This guide provides a detailed, step-by-step walkthrough for defining a Multi-Disciplinary Optimization (MDO) problem from scratch and solving it using Collaborative Optimization (CO) or Bayesian Collaborative Optimization (BACO).


1. Conceptual Decompositon

Before writing code, identify the three types of variables in your MDO problem:

  1. Shared Variables (\(z\)): Design variables that are inputs to multiple disciplines (e.g., altitude, Mach number).
  2. Local Variables (\(x_i\)): Design variables that are inputs to only one specific discipline \(i\) (e.g., wing thickness for aerodynamics).
  3. Coupling Variables (\(y\)): Outputs from one discipline that serve as inputs to another (e.g., aerodynamic loads acting on the structure).
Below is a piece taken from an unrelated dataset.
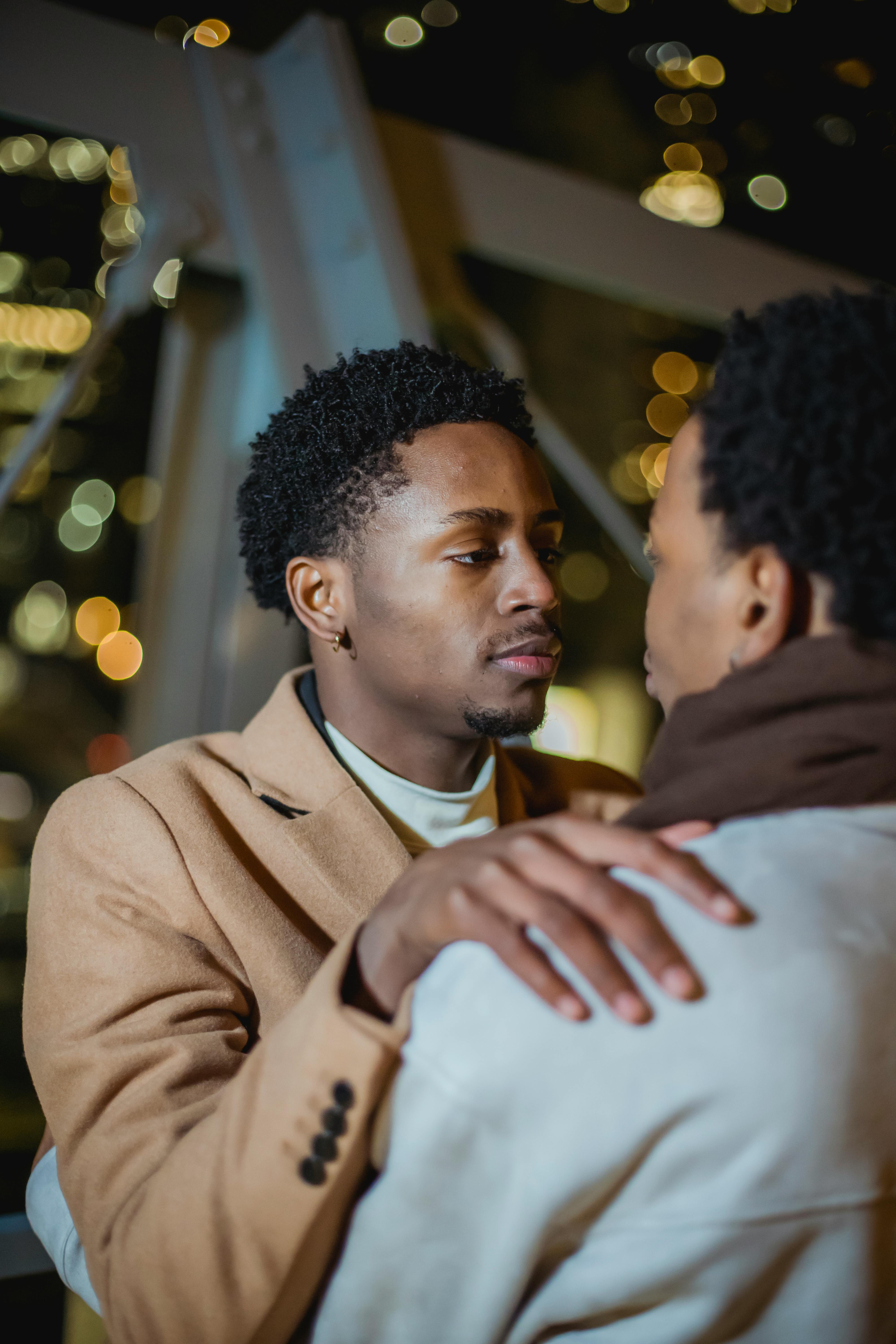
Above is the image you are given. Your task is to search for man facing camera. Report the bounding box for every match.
[314,294,896,1344]
[24,344,737,1344]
2. Defining Core Components

Every problem is built using Function, Constraint, and Problem objects from mdotoolbox.core.

A. Define the Mathematical Functions

Functions must be Python callables (or JIT-compiled with @njit) that accept individual scalar arguments.

import numpy as np
from mdotoolbox.core import Function, Constraint, Problem

# Discipline 1: y1 = z1^2 + z2 + x1 - 0.2*y2
def d1_output_func(z1, z2, x1, y2):
    return z1**2 + z2 + x1 - 0.2 * y2

# Discipline 2: y2 = sqrt(y1) + z1 + z2
def d2_output_func(z1, z2, y1):
    return np.sqrt(np.abs(y1)) + z1 + z2

# System Objective: f = x1^2 + z2 + y1 + exp(-y2)
def system_obj_func(z1, z2, x1, y1, y2):
    return x1**2 + z2 + y1 + np.exp(-y2)

B. Wrap in Function Objects

The Function object maps your Python function to specific variable names.
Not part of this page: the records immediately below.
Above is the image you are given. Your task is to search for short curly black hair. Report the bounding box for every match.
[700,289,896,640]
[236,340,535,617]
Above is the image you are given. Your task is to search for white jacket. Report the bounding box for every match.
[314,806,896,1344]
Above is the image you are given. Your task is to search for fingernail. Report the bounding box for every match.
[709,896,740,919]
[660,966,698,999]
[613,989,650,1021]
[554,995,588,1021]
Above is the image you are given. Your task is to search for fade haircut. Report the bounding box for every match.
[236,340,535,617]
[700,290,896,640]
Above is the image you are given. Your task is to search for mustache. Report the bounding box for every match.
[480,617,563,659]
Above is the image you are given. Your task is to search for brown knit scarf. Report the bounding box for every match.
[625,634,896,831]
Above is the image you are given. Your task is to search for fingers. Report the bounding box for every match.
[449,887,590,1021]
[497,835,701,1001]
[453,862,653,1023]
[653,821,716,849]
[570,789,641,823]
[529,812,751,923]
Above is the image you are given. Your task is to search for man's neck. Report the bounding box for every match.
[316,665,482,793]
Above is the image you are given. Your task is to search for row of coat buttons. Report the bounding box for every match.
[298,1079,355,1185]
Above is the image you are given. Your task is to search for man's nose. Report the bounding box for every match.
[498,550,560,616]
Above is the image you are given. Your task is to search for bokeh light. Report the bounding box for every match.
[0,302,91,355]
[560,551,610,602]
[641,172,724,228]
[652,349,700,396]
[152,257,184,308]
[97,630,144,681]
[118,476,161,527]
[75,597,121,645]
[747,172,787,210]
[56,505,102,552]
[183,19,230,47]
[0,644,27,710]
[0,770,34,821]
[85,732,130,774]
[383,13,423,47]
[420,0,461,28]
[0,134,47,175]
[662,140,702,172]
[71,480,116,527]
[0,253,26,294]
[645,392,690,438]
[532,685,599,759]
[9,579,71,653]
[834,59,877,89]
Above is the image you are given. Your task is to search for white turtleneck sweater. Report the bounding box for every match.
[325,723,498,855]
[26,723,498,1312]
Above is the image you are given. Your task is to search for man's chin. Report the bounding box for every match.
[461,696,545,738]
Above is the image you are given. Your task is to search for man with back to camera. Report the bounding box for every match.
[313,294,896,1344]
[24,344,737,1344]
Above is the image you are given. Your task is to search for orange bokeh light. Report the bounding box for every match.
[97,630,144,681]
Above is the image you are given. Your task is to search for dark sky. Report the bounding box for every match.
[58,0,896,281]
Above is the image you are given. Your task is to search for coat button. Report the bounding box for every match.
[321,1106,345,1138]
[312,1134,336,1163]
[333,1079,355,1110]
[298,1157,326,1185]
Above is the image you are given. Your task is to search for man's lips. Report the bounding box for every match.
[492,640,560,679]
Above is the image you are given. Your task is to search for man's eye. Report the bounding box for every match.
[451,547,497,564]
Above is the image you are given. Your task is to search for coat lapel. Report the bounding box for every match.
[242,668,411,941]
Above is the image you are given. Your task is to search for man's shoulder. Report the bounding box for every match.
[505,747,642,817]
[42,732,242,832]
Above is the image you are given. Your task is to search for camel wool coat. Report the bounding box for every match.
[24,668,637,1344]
# Variables for Discipline 1: [shared, local, coupled_input]
f_d1 = Function(func=d1_output_func, x=['z1', 'z2', 'x1', 'y2'], name='y1_calc')

# Variables for Discipline 2: [shared, coupled_input]
f_d2 = Function(func=d2_output_func, x=['z1', 'z2', 'y1'], name='y2_calc')
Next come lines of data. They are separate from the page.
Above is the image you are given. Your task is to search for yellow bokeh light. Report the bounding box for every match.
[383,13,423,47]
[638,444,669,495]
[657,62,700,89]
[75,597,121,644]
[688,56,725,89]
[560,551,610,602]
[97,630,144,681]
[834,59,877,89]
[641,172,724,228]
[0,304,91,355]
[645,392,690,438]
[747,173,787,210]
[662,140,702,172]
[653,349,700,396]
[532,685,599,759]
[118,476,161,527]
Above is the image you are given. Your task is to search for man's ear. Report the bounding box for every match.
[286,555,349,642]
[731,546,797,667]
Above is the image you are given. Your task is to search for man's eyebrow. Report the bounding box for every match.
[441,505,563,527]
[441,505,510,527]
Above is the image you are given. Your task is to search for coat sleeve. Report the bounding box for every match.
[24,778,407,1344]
# System objective variables: [all variables]
f_sys = Function(func=system_obj_func, x=['z1', 'z2', 'x1', 'y1', 'y2'], name='total_obj')

C. Define Constraints

Constraints wrap a Function with a comparison type (ge for \(\ge\), le for \(\le\), eq for \(=\)) and a reference value.

# System constraint: y1 >= 3.16
def c1_func(z1, z2, x1, y1, y2):
    return y1

c_sys1 = Constraint(
    func=Function(func=c1_func, x=['z1', 'z2', 'x1', 'y1', 'y2']),
    ctype='ge',
    value=3.16
)

3. Assembling the Hierarchical Structure

Step 1: Create Subsystem Problems

Each discipline needs its own Problem object. For CO/BACO, the objective of a subsystem problem is the function that computes its coupling outputs.

# Subsystem 1 Problem
sub1_prob = Problem(
    objective=f_d1,
    constraints=[], # Local constraints go here
    lbounds=[-10, 0, 0, -100], # [z1, z2, x1, y2]
    ubounds=[10, 10, 10, 100],
    name="sub1"
)

# Subsystem 2 Problem
sub2_prob = Problem(
    objective=f_d2,
    constraints=[],
    lbounds=[-10, 0, -100], # [z1, z2, y1]
    ubounds=[10, 10, 100],
    name="sub2"
)

Step 2: Define Index Mappings

You must tell the framework how variables in the global vectors (\(z, x, y\)) map to each subsystem.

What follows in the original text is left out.